Потолок белоснежный. Оля помнила: когда Егор его красил, ведь был в белую крапинку, как мухомор. Он в голос пел популярную песню и широко улыбался. Она сидела на расшатанном стуле и подпевала ему.
Раз за разом она мысленно прокручивал один и тот же сюжет: Егор поднимается на крышу, стоит на краю, широко раскинув руки и смотрит на звёзды. Потом он падает лицом вперед, обратный отчёт этажей – и глухой удар. Она не могла поверить, что Егор был способен на это. Нет, только не он! Добровольно уничтожить жизнь он не мог, как бы не утверждала полиция, Оля знала, что он не тяготился будущим ребенком и не боялся стать отцом – он хотел этого! Но и следователь, и Тоня твердили как заведенные: нет состава преступления, он самостоятельно сбросился с крыши. Мария Григорьевна угасла. Она ничего не говорила, ничем не интересовалась, и иногда Оле казалось, что женщина винит ее в смерти единственного сына.
Феденька не двигался уже четыре дня. Оля держала руку на каменном животе. Глаза ее были сухими – слёз уже не было. Она лежала на диване под окном со сбившимися шторами. В открытое окно заглядывал лишь ветер, раздувая узорный тюль. Новые обои трещали. В кухне гудел холодильник. В комнате было так же холодно, как и на улице. О плиты набережной бились пенные волны, укачивающие мертвые жёлтые листья.
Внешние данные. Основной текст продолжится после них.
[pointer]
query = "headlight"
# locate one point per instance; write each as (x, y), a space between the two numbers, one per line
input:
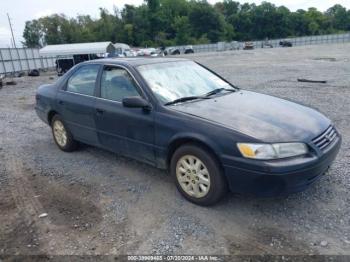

Зашумел ключ и щёлкнул замок. Появилась Тоня. Она была бодрая, держалась прямо и уверенно, шагая в грязных ботинках по цветному ковру, который Оля и Егор купили совсем недавно. От него ещё пахло клеем и резиной. Тоня осмотрелась и зябко повела плечами:
–Развела северный полюс! – она закрыла окно и отдёрнула в стороны занавески, а потом повернулась к Оле. – Вставай, печаль.